Xevo g2 xs

The Covid‐19 Spike Protein aptamer was synthesized under standard conditions at 1 µmol scale using modified polymerizable T bases (5′‐**T***T********T***T*******T***T*‐3) on an Applied Biosystems 394 oligonucleotide synthesizer. The polymerizable base used in this study was carboxy‐dT, a thymine modified with a carboxyvinyl moiety on the 5′ position. This was used in previous studies and has demonstrated excellent incorporation in the polymer matrix.^[23, ²⁴, ^26] The synthesized oligomers were deprotected and released from the support by treatment with concentrated aqueous ammonia at 60 °C for 24 h. The solutions were concentrated to dryness, resuspended in water, and purified by semi preparative HPLC on an Agilent 1260 infinity system with a Phenomenex Clarity 5 µm Oligo‐RP LC 250 × 10 mm column. Collected fractions were desalted using NAP‐10 columns (GE Healthcare) and oligo purity was determined by analytical HPLC on an Agilent 1260 infinity system with a Phenomenex Clarity 5 µm Oligo RP LC 250 × 4.6 mm column.
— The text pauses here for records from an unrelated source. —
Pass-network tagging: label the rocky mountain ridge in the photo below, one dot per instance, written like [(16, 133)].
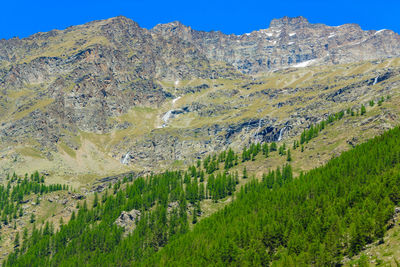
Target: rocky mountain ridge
[(108, 96)]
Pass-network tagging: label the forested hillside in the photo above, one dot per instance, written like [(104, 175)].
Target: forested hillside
[(316, 218)]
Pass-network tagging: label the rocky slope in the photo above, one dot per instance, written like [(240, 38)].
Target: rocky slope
[(109, 96), (289, 42)]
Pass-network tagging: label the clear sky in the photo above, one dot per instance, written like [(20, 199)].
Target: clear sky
[(23, 18)]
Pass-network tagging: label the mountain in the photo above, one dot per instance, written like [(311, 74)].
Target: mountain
[(289, 42), (109, 96), (121, 145)]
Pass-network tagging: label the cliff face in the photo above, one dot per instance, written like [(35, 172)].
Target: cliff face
[(111, 90)]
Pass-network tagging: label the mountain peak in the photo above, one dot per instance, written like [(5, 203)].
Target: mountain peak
[(289, 21)]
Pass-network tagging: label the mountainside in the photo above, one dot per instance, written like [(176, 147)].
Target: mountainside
[(146, 145), (289, 42), (109, 96)]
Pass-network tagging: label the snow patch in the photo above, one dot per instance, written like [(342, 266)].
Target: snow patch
[(175, 99), (304, 63)]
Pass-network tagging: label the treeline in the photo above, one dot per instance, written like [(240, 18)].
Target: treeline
[(12, 195), (164, 201), (316, 219)]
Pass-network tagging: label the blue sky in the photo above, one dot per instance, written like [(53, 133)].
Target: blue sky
[(23, 18)]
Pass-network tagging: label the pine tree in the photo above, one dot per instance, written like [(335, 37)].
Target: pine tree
[(244, 172), (96, 200), (16, 240), (363, 110), (32, 220)]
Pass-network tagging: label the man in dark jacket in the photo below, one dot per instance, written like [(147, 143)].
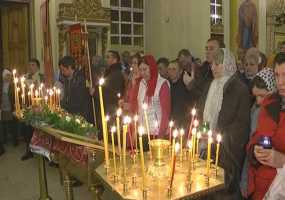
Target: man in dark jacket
[(181, 100), (114, 85), (201, 75), (76, 98)]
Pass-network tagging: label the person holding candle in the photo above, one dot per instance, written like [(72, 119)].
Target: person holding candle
[(76, 99), (263, 85), (181, 99), (155, 93), (34, 75), (265, 163), (225, 104), (7, 106)]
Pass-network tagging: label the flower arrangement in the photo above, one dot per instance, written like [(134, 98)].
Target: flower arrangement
[(58, 119)]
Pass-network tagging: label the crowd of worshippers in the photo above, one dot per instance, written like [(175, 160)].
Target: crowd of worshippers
[(244, 102)]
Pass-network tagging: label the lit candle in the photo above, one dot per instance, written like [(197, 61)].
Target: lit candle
[(113, 130), (193, 113), (219, 139), (197, 143), (136, 117), (189, 144), (171, 124), (194, 131), (58, 97), (46, 100), (101, 82), (141, 132), (41, 90), (181, 143), (29, 98), (16, 80), (32, 93), (125, 130), (175, 134), (177, 146), (210, 140), (107, 119), (119, 113), (144, 106), (23, 90)]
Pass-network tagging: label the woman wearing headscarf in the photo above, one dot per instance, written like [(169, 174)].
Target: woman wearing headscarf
[(6, 107), (154, 91), (263, 85), (225, 105), (265, 163)]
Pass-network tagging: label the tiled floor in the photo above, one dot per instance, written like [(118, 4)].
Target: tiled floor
[(19, 180)]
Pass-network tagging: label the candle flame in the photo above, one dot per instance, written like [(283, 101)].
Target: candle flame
[(199, 135), (127, 120), (136, 118), (219, 138), (141, 130), (189, 144), (182, 132), (144, 106), (177, 147), (101, 81), (175, 133), (196, 123), (210, 133), (171, 124), (22, 79), (194, 131), (113, 129), (119, 112), (210, 140), (193, 112)]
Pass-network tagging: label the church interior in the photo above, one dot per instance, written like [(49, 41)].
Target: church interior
[(45, 154)]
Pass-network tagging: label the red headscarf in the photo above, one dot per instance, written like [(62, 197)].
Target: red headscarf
[(151, 83)]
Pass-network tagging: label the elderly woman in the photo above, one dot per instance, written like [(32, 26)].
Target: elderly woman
[(264, 163), (225, 105), (154, 91)]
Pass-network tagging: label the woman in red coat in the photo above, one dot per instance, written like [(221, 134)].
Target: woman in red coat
[(265, 162)]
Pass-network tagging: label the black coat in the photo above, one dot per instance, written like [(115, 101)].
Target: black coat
[(234, 123), (76, 99)]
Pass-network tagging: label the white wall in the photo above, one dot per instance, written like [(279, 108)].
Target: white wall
[(173, 25)]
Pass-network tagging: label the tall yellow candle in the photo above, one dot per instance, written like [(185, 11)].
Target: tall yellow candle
[(219, 139), (125, 130), (197, 143), (119, 113), (181, 143), (194, 132), (175, 134), (141, 132), (101, 82), (189, 144), (210, 140), (135, 130), (144, 106), (171, 124), (113, 130)]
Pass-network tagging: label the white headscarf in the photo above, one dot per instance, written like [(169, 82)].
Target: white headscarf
[(216, 91)]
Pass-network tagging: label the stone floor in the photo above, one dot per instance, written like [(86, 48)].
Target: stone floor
[(19, 180)]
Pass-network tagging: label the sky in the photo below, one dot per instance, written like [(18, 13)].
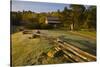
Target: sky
[(37, 6)]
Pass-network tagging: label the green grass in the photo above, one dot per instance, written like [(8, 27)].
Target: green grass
[(22, 46), (26, 51)]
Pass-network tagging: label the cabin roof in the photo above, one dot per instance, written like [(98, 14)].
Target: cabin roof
[(51, 19)]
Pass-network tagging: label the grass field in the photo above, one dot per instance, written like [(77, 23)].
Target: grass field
[(27, 51)]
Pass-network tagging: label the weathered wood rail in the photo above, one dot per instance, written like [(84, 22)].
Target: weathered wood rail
[(71, 53)]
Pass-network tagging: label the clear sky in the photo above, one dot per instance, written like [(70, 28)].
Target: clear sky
[(37, 6)]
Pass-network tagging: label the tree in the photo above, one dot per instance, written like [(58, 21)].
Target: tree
[(77, 11)]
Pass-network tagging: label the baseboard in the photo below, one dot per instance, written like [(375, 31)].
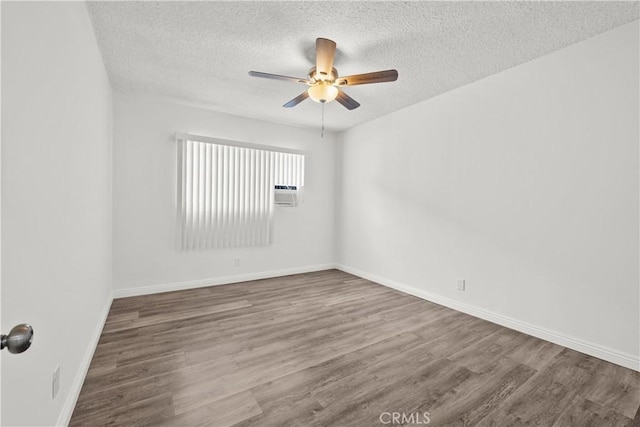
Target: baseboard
[(178, 286), (78, 381), (601, 352)]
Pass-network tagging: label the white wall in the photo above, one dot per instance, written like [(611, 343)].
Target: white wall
[(145, 255), (56, 202), (524, 183)]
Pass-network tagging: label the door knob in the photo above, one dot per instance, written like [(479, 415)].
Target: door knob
[(18, 340)]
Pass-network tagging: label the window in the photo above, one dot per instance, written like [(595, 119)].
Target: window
[(226, 191)]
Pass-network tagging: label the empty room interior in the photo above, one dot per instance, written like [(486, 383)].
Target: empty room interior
[(344, 213)]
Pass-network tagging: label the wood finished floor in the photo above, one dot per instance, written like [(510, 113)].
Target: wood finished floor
[(332, 349)]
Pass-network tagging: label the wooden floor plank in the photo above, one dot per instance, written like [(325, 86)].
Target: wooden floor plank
[(328, 348)]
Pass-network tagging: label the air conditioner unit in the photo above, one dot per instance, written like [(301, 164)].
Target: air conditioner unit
[(286, 195)]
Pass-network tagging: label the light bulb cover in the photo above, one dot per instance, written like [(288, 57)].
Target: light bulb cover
[(323, 92)]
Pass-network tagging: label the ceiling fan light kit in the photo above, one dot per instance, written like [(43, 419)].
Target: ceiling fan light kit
[(323, 81)]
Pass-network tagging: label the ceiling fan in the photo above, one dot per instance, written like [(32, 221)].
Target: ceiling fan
[(323, 81)]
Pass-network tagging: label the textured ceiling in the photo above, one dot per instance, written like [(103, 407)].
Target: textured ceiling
[(200, 52)]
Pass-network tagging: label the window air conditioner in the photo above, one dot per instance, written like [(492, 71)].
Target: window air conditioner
[(286, 195)]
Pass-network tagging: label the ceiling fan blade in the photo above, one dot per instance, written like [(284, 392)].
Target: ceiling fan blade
[(363, 79), (278, 77), (346, 101), (298, 99), (325, 52)]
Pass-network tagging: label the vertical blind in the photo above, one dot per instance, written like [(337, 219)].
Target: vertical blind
[(226, 193)]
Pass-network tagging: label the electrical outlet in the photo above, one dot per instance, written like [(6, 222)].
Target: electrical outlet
[(55, 383)]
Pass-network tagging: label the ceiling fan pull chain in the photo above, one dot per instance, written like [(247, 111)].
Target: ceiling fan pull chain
[(322, 131)]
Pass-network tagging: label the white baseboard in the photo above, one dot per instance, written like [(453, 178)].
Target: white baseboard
[(610, 355), (178, 286), (78, 381)]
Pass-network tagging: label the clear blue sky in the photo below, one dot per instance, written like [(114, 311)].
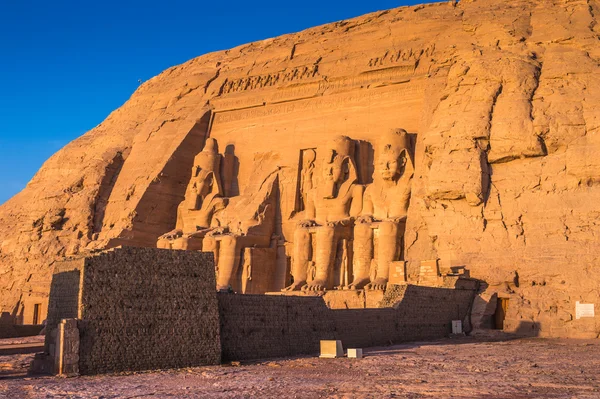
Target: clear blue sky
[(65, 65)]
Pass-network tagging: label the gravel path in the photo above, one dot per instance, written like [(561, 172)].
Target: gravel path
[(451, 368)]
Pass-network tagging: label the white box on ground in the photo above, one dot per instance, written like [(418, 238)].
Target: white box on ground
[(456, 327), (331, 349), (355, 353)]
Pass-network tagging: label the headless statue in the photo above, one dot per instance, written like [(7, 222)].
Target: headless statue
[(248, 221), (203, 200), (384, 209), (328, 214)]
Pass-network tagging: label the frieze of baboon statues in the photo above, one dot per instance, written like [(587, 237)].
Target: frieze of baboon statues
[(345, 233)]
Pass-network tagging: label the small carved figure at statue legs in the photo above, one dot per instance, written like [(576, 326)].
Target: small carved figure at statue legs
[(387, 252), (326, 240), (363, 254), (302, 250)]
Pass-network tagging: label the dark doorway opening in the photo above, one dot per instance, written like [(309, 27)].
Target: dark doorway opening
[(500, 315)]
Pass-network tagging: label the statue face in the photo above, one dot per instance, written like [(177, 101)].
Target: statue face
[(390, 165), (204, 183), (333, 169)]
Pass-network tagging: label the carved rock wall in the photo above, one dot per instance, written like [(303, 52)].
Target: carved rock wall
[(502, 97)]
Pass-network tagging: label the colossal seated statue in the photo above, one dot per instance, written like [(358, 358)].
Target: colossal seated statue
[(328, 217), (247, 221), (226, 226), (203, 200), (385, 206)]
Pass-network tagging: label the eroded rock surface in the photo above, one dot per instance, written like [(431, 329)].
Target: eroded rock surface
[(502, 99)]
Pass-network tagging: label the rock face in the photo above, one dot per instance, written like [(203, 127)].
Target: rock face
[(500, 99)]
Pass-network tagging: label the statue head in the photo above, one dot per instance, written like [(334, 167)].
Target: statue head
[(205, 176), (392, 155), (337, 164)]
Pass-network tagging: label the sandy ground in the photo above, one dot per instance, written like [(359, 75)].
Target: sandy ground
[(451, 368)]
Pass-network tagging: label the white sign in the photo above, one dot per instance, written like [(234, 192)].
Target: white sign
[(584, 310)]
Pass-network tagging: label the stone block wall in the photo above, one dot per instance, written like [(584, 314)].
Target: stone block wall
[(140, 309), (256, 326)]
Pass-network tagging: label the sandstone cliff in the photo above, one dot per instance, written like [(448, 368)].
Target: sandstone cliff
[(502, 96)]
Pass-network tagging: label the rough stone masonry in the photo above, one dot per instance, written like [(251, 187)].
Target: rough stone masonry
[(130, 309), (498, 171)]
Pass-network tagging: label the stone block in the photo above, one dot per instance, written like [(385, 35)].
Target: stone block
[(354, 353), (397, 272), (429, 273), (331, 349)]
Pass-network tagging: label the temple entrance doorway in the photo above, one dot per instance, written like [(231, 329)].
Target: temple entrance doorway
[(500, 315)]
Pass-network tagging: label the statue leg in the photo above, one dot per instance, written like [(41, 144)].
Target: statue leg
[(302, 248), (209, 244), (386, 253), (363, 255), (229, 261), (326, 248)]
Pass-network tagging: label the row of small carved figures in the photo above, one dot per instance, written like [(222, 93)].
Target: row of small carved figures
[(257, 82)]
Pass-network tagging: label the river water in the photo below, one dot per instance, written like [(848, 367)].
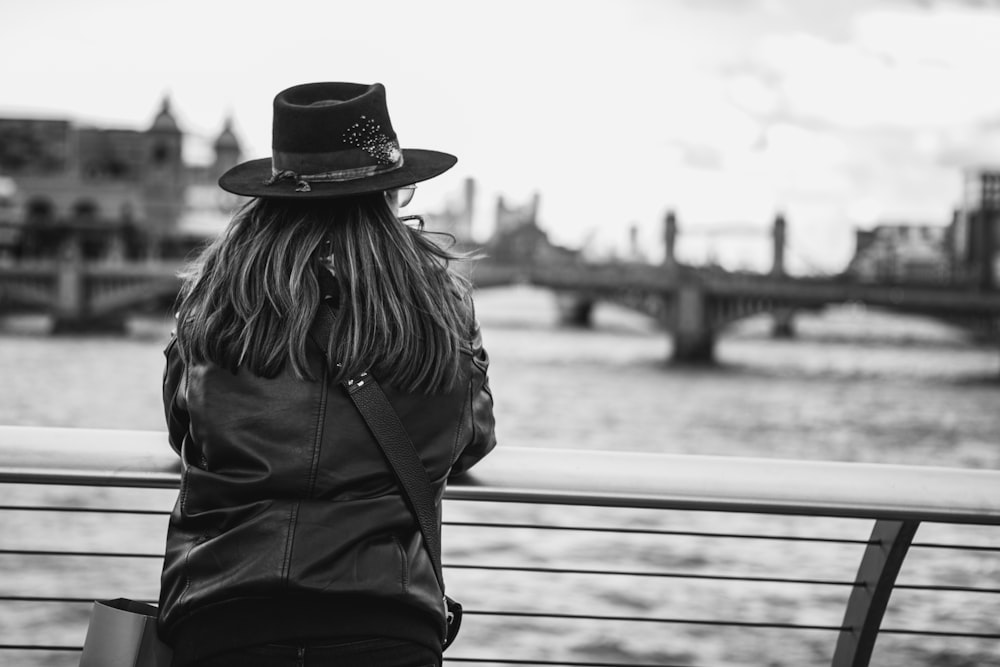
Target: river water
[(854, 385)]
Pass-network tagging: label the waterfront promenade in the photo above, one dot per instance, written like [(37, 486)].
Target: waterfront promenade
[(855, 386)]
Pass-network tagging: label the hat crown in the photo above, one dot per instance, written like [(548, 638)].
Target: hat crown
[(333, 140), (317, 117)]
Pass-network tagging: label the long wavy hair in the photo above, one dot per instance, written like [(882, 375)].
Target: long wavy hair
[(250, 298)]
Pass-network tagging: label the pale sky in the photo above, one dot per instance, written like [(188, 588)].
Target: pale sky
[(839, 114)]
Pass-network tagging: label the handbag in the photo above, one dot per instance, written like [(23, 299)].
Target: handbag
[(122, 633)]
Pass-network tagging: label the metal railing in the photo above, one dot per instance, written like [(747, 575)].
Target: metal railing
[(542, 543)]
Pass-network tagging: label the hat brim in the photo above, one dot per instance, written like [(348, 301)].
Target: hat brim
[(250, 178)]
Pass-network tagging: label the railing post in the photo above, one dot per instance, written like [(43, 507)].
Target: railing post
[(880, 564)]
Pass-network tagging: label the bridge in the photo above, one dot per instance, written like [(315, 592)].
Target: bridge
[(693, 304)]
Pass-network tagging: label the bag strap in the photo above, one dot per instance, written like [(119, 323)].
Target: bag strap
[(395, 443)]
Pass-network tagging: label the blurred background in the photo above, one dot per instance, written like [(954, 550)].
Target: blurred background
[(759, 228)]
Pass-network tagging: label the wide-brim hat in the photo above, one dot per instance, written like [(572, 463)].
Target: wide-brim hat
[(333, 140)]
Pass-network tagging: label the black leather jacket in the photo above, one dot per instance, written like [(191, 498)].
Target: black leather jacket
[(289, 522)]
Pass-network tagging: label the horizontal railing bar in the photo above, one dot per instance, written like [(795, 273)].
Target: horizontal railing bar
[(648, 619), (946, 588), (653, 531), (93, 510), (612, 479), (71, 600), (567, 663), (664, 575), (939, 633), (956, 547), (81, 554)]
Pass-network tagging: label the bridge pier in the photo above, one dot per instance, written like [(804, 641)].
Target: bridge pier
[(70, 313), (575, 309), (693, 337), (783, 323)]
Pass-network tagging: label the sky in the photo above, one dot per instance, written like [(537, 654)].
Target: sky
[(838, 115)]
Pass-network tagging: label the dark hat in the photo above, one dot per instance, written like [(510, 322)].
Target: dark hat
[(333, 140)]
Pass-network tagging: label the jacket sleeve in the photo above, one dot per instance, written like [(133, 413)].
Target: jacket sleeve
[(173, 396), (482, 439)]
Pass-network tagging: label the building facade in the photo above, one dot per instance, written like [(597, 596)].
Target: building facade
[(118, 190)]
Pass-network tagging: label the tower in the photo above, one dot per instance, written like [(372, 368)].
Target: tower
[(227, 149), (163, 180)]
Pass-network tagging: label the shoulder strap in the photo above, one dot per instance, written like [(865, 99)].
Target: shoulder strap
[(397, 447), (395, 443)]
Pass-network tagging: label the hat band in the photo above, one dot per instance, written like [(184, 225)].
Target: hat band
[(283, 166)]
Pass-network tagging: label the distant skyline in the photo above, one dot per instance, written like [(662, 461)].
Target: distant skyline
[(837, 114)]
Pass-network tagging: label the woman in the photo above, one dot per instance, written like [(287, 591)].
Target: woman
[(291, 542)]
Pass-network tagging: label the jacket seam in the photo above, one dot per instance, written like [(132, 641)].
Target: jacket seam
[(318, 434), (293, 513)]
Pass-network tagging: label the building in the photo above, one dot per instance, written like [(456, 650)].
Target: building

Oligonucleotide masses were verified using a Waters Xevo G2‐XS, and concentrations were determined by optical density at 260 nm using a BioSpec‐nano micro‐volume UV‐Vis spectrophotometer (nanodrop, Shimadzu), and the Beer Lambert law, with extinction coefficients obtained from OligoAnalyzer (Integrated DNA Technologies).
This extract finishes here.